- Goodbye Baby (Baby Goodbye)
Featured Artist: Van Morrison
Icon of a generation, the Van Morrison story had much of its beginnings with Bert Berns. Frontman of Belfast’s Them, a band at the forefront of the British Invasion R&B garage rock scene, Berns was given responsibility for Morrison’s earliest Decca Records sessions in 1964, yielding “Baby Please Don’t Go” and “Here Comes The Night.” (Future Led Zeppelin guitarist Jimmy Page was another Berns discovery during these sessions.)
When Them disbanded in 1966, Van Morrison retreated to Ireland until Bert Berns signed him to his Bang Records label the following year.

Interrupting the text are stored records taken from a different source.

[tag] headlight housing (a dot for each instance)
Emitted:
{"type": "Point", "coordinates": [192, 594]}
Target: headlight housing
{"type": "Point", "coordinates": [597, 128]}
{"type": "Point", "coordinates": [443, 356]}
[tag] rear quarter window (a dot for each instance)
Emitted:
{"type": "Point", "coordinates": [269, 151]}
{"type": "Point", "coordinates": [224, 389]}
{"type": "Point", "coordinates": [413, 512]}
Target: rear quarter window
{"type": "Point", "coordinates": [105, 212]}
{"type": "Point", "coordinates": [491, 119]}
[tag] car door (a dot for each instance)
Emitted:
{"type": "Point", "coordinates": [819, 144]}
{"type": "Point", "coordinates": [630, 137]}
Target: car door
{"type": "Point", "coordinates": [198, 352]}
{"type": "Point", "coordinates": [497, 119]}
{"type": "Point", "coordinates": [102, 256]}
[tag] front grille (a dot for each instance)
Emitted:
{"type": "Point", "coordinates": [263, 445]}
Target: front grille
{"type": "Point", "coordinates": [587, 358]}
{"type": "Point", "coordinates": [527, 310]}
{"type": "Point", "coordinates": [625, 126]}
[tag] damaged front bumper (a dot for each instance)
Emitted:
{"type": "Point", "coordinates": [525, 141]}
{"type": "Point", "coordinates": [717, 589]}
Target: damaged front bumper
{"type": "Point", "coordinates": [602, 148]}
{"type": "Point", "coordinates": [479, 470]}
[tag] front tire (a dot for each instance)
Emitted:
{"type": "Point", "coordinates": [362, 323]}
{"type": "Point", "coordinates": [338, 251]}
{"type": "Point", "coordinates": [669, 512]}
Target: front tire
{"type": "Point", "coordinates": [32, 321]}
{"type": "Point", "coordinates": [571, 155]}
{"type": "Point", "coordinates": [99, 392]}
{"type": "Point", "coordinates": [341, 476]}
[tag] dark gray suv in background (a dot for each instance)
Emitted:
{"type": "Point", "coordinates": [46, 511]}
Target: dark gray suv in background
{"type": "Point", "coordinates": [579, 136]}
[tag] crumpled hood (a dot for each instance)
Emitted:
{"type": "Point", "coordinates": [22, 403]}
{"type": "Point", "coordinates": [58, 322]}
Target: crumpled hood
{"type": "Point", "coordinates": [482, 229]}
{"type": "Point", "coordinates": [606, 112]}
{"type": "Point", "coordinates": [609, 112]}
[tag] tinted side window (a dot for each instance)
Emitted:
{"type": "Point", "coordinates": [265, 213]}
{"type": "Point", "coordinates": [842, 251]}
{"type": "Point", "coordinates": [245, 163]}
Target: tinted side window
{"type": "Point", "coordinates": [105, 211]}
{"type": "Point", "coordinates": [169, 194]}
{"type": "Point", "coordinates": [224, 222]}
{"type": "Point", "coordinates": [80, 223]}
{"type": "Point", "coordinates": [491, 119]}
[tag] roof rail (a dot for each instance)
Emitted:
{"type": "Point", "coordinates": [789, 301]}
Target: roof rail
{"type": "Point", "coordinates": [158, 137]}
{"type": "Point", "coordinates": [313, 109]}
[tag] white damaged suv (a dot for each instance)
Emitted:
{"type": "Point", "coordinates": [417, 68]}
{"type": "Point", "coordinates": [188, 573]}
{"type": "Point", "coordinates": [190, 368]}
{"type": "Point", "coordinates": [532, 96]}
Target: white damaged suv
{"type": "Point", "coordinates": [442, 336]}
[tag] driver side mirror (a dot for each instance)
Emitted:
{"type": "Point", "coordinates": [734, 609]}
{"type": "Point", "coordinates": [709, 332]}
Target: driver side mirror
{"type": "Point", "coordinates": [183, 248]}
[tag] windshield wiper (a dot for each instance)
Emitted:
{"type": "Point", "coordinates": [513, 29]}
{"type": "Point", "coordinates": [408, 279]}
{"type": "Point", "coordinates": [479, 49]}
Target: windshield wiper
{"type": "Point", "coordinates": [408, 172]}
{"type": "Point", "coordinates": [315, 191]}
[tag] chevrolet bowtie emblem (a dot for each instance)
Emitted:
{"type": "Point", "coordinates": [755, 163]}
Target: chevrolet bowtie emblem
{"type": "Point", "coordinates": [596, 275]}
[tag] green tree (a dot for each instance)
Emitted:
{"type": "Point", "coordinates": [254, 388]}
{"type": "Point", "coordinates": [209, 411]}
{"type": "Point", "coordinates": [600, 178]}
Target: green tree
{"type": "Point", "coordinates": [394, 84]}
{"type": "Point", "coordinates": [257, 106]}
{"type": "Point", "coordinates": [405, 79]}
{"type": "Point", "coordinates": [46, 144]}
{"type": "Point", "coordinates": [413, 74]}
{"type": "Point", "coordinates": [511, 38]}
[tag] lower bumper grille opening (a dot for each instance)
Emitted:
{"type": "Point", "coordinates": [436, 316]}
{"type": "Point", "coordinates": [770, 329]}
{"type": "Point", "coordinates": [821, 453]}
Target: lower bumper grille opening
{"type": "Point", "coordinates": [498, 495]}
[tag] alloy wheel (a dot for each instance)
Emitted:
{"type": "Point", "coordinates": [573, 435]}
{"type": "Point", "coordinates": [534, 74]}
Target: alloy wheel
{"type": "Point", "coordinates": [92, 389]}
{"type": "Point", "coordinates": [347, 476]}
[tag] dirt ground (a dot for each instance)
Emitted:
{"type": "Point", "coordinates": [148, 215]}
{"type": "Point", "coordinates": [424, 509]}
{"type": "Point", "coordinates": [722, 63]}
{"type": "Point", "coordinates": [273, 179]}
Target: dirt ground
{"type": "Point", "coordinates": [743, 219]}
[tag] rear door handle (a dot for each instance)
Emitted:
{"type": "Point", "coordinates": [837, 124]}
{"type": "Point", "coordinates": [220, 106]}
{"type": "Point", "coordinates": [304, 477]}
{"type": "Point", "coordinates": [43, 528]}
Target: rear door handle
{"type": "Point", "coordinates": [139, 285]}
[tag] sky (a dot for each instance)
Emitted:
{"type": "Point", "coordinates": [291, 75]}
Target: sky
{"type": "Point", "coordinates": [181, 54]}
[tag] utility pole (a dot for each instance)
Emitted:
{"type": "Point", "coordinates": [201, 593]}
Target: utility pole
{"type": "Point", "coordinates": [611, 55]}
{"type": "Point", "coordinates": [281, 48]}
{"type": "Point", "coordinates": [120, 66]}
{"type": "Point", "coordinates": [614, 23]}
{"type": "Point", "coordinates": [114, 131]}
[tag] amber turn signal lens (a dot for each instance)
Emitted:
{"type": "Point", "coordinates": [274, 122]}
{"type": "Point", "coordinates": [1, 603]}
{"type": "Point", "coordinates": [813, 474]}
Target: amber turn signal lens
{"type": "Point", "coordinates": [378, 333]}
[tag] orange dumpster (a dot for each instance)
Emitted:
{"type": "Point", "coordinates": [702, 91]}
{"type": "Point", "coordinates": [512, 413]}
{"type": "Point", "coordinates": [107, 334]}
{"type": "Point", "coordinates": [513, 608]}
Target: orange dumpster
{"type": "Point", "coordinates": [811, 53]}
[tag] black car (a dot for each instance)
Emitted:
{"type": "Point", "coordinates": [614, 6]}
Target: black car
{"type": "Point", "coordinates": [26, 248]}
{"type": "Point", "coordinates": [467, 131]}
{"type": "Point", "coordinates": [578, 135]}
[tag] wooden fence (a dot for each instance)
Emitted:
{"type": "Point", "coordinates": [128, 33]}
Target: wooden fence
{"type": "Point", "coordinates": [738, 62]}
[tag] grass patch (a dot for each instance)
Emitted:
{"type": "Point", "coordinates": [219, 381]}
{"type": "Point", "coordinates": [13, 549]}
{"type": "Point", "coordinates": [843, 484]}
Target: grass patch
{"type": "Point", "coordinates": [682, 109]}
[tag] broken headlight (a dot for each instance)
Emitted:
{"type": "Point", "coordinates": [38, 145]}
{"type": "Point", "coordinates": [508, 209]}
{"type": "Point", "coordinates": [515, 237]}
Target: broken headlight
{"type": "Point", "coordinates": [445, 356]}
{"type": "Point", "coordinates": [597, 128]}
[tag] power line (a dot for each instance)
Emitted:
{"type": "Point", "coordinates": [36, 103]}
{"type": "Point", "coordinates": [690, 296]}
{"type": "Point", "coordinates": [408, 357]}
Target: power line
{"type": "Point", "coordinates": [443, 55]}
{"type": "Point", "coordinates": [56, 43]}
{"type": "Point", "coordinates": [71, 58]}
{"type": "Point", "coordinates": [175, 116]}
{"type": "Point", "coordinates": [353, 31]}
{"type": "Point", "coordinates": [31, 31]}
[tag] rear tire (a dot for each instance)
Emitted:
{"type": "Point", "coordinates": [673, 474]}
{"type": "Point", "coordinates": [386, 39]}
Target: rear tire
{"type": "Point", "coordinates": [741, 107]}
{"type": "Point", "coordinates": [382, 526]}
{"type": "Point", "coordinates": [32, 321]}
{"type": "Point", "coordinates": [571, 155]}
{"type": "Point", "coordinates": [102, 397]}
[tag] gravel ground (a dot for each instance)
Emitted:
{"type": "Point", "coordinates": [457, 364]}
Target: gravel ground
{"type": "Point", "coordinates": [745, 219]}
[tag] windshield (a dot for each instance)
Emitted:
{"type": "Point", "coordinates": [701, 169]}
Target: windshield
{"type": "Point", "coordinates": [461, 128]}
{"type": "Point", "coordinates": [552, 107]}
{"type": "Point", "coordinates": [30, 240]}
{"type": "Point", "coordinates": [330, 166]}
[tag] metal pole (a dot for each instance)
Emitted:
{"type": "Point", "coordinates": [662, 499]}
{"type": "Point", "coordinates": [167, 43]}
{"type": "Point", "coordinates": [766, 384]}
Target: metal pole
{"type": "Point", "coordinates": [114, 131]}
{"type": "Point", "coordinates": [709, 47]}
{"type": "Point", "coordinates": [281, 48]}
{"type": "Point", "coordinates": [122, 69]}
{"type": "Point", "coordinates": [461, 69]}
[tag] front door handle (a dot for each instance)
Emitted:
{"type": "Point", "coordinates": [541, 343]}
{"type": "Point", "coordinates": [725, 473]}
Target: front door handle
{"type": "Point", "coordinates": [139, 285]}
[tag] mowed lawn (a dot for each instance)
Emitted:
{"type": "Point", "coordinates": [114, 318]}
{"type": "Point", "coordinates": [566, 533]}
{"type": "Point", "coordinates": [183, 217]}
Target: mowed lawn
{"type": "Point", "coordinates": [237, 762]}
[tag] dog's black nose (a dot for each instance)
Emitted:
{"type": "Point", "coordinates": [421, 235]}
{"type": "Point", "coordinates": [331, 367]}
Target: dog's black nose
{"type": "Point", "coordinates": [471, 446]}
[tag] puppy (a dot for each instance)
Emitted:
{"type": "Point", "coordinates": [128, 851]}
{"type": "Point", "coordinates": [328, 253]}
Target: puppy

Berns flew Morrison to New York and recorded his first solo sessions with the finest studio musicians in the city – arranger Garry Sherman, engineer Brooks Arthur, guitarists Eric Gale and Hugh McCracken, drummer Gary Chester, pianist Paul Griffin and background vocals by Cissy Houston and her girls. The two-day recording session at A&R Studios yielded eight songs, including “Brown Eyed Girl.” Originally titled “Brown Skinned Girl,” the song was captured on the 22nd take of the first day and would become one of the greatest records of the twentieth century.
Without Van’s knowledge or input, Berns assembled the singles from those sessions into the album “Blowin’ Your Mind” – a move which infuriated Morrison. A precursor to his masterpiece “Astral Weeks” LP, the album included the 10-minute “T.B. Sheets” – clear evidence that Berns saw Morrison as a truly visionary artist. The album also included Berns’ “Goodbye Baby (Baby Goodbye),” recorded years earlier with Solomon Burke.
Much has been written about the creative genius and creative conflict shared by Bert Berns and Van Morrison. But the two worked together to the end of Berns’ life, and his role in Van’s historic career is indisputable.